Neural Networks with SkLearn


Neural Networks provide infinite possibilities for holding complex models with extreme precision. We have higher libraries like Tensorflow and Pytorch that provide high performance implementations specialized for different architectures of neural networks. But, Scikitlearn does provide us with a clean and simple implementations for the basic models.

Implementation


A simple, connected and unidirectional neural network model is defined by the number of layers and the number of perceptrons in each individual layer. Scikit Learn is provides a basic implementation for the Neural Networks. In order to implement it in Python, we start with importing the libraries.

from sklearn.datasets import load_breast_cancer
from sklearn.neural_network import MLPClassifier
from sklearn.model_selection import train_test_split

Next, load the data set to train and test the network. As in the previous examples, we can use the dataset of breast cancer.

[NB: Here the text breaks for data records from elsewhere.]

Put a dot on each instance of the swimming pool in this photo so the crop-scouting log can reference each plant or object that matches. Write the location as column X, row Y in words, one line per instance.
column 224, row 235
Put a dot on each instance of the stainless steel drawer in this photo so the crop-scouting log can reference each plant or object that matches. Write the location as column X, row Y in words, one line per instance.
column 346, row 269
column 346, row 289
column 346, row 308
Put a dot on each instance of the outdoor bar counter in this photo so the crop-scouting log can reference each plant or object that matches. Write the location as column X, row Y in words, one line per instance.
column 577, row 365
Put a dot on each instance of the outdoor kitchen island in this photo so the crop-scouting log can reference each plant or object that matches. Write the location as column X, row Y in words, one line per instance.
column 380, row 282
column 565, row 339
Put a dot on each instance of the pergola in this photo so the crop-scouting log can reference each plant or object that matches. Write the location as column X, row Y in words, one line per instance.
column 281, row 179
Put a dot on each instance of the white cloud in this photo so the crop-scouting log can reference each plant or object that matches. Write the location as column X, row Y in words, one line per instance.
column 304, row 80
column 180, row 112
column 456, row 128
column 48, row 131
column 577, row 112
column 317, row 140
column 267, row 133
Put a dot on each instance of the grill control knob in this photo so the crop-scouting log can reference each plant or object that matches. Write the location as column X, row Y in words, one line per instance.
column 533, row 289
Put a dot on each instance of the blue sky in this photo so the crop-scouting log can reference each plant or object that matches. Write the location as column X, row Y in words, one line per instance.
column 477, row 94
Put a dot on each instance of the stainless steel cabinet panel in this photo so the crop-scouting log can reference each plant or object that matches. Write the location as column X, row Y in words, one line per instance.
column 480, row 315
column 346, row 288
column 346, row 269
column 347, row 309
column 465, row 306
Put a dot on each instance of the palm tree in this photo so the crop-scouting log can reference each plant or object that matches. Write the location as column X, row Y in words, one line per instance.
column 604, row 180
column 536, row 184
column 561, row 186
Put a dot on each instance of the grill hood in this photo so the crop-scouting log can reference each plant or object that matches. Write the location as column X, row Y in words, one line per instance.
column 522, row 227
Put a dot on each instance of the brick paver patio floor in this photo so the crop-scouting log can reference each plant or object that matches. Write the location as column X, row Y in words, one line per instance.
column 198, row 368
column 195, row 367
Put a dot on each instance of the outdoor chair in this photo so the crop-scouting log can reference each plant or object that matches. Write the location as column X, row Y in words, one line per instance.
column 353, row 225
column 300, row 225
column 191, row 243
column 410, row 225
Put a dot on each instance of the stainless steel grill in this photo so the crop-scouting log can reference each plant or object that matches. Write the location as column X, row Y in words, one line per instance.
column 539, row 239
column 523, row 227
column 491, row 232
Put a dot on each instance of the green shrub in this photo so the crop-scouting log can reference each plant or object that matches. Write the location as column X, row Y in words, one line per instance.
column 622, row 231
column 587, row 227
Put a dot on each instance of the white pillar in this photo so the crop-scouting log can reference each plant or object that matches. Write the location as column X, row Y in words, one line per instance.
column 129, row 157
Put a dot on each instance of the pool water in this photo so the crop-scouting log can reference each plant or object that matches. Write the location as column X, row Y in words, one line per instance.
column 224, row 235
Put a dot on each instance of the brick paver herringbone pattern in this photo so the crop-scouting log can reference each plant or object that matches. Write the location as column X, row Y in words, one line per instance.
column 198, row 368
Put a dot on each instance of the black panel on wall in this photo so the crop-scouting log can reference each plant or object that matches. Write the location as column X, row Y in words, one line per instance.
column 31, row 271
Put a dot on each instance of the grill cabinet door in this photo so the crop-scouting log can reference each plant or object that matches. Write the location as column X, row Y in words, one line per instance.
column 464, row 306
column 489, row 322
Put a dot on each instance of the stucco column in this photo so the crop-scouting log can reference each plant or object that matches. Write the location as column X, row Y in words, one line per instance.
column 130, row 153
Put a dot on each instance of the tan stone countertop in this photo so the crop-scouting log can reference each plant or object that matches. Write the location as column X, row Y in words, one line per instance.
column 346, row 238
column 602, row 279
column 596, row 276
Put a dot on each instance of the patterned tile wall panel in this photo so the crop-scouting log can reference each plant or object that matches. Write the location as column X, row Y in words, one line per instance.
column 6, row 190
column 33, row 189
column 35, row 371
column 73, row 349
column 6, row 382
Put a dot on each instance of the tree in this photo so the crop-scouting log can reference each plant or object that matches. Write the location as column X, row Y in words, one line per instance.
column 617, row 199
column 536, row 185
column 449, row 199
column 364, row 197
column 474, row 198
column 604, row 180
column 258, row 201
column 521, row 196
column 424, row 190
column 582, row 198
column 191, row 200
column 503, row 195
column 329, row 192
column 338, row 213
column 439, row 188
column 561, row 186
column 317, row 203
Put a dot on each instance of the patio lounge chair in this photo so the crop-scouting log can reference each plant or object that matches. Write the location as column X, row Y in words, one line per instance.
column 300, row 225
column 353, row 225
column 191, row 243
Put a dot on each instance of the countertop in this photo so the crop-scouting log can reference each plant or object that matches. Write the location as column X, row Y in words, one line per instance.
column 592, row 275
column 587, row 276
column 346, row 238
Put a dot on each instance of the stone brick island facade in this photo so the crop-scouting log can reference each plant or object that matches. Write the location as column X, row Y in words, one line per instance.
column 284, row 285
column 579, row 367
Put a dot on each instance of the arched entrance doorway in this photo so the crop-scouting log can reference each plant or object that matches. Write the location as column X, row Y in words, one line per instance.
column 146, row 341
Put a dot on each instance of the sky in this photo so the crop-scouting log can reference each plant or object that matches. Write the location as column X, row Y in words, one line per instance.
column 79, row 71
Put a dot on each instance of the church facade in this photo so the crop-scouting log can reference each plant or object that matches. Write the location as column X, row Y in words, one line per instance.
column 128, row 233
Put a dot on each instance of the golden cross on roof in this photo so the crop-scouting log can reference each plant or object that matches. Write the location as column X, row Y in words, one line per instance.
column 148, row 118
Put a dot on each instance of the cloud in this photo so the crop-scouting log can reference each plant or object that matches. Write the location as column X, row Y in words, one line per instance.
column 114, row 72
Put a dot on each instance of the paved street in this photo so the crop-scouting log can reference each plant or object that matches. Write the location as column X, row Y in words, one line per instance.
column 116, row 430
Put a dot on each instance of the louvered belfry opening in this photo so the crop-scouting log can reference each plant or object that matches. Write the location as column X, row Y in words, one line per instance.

cancer = load_breast_cancer()
X_train, X_test, y_train, y_test = train_test_split(cancer.data, cancer.target, stratify=cancer.target, random_state=42)

Now we can create an instance of the classifier and train it

clf = MLPClassifier(solver='lbfgs', alpha=1e-5, hidden_layer_sizes=(5, 2), random_state=1)
clf.fit(X_train, y_train)

With this training, we can check how well our model works

print('Accuracy on the training subset: {:.3f}'.format(clf.score(X_train, y_train)))
...
Accuracy on the training subset: 0.939
print('Accuracy on the training subset: {:.3f}'.format(clf.score(X_test, y_test)))
...
Accuracy on the training subset: 0.944

That is a decent performance. We can try playing around with the structure of the network, to get better implementations.

ScikitLearn was good to demonstrate small examples. But it does not perform well enough to be used in bigger Neural Networks. Tensorflow and other such libraries are used to handle Deep Neural Networks.